Hi,
I am a total newbie to R so I apologize if the answer to my question is too
obvious. I a data set of the following form:
Date
V1
V...
VN
Region
Industry
22/03/1995 23:01:12
1
3
2
15
A
21/03/1995 21:01:12
3
3
1
9
C
1/04/1995 17:01:06
3
2
1
3
B
Now I would like to analyze the data in the data.frame by Region, Industry,
Date (I would like to collapse the whole think to weekly data) and by the
three different answering options {1,2,3} in V1...VN. In stata which I used
before i did this step by step with a loop over all questions (V1...VN):
egen pos_`X'=total(`X'==1), by(industry week_year); egen
pos_`X'=total(`X'==2, by(industry week_year). This step-by-step
procedure
works because stata, even if the dates are displayed as weeks, doesn't
aggregate the values immediately. Unfortunately there seems to be no command
which works exactly in the same manner as by() (from stata) in R. My by now
most successful attempt accomplish the above described task was by using:
as.data.frame(tapply(euwifo[,1]=1, list(df$date, df$region, df$industry),
mean))
(where date is formatted as ISO-weekly %U)

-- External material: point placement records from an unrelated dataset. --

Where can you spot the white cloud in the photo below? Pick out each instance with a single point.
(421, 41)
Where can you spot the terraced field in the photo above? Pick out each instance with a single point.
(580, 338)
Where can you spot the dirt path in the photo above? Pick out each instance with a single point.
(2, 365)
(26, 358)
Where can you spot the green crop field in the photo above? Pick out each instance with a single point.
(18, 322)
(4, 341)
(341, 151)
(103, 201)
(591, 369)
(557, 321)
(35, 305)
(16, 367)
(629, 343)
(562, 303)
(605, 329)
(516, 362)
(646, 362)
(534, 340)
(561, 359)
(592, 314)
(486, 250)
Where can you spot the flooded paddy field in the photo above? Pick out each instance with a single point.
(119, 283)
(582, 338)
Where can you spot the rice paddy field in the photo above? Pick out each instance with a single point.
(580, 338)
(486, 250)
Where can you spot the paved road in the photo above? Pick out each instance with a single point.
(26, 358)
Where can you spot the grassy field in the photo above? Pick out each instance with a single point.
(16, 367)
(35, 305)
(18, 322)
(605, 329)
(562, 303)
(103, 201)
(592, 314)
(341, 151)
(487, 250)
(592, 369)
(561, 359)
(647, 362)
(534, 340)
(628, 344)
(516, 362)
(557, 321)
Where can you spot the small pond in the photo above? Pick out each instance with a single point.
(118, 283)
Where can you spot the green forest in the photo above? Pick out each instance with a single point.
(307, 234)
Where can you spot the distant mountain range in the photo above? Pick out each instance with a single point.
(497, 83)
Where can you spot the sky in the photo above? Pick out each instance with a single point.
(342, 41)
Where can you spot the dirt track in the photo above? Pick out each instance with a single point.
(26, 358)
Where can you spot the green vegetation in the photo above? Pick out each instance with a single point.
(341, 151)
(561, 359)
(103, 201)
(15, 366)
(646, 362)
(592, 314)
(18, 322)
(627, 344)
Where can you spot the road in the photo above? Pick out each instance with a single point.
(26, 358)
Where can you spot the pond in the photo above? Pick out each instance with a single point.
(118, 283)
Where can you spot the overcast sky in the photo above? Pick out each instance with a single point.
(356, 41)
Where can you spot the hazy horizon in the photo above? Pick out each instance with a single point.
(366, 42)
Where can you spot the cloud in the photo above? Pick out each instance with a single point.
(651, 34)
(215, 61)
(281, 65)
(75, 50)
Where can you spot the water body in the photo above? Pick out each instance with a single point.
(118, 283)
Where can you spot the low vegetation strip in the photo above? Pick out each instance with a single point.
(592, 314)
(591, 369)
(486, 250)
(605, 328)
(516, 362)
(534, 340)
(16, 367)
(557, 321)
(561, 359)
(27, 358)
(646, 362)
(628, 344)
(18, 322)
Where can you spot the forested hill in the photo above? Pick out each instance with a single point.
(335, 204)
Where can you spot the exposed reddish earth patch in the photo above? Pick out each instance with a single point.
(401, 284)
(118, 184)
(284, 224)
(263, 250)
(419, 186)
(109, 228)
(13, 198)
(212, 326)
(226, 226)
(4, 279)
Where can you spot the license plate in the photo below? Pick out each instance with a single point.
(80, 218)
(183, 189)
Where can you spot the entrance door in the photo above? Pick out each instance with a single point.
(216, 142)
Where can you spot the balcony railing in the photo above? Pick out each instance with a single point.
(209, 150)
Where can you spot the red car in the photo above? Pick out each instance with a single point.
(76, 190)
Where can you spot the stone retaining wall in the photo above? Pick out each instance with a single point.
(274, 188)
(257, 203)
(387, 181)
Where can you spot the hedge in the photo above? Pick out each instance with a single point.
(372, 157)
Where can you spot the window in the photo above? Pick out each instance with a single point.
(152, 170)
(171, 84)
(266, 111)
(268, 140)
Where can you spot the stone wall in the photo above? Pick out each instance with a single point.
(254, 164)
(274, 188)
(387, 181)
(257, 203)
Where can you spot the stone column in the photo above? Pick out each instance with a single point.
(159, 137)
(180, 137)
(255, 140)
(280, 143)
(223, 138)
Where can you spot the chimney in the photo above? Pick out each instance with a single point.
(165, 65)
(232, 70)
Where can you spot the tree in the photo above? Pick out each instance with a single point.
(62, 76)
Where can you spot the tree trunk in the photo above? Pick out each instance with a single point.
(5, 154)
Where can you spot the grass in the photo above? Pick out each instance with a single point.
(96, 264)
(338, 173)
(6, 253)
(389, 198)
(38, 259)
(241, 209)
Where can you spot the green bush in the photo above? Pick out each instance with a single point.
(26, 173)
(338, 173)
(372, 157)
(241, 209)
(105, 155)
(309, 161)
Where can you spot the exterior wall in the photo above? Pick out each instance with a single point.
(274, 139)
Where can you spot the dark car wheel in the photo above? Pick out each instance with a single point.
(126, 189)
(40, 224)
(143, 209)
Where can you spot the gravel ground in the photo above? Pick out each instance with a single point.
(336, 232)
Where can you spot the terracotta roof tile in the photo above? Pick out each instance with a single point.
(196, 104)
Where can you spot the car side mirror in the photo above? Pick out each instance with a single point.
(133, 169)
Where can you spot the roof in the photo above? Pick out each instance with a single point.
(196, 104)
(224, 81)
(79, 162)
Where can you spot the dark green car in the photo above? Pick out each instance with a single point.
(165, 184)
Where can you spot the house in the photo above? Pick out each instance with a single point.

Of course I would have to loop this over all questions (20) and all
answering possibilities (3) but at least it gives me an out put of the
structure:
.
industry.region
Industry.region
industry.region
industry.region
10-1995
32
45
10
9
15-1995
2
47
5
6
I could live with that because I could recombine the so created different
dataframes thenafter. My problem however is tapply doesn't preserve the
dataframe's format as a time series (xts). This means R aggregates by time
(week) (and industry and region) but the weeks on the x-axis are not in the
right order. I also tried to apply.weekly() but this doesn't seem to do what
I want to do.
Could anyone give me a hint how i could to this? Maybe with formatting the
data frame as time series data beforehand with preserving this during that
procedure. And maybe somebody also has an idea how I can maybe avoid all
this looping.
I would appreciate it very much much if somebody of you could give me a
hint!
Best regards,
Andreas
--
View this message in context:
http://r.789695.n4.nabble.com/Splitting-up-large-set-of-survey-data-into-categories-tp4323327p4323327.html
Sent from the R help mailing list archive at Nabble.com.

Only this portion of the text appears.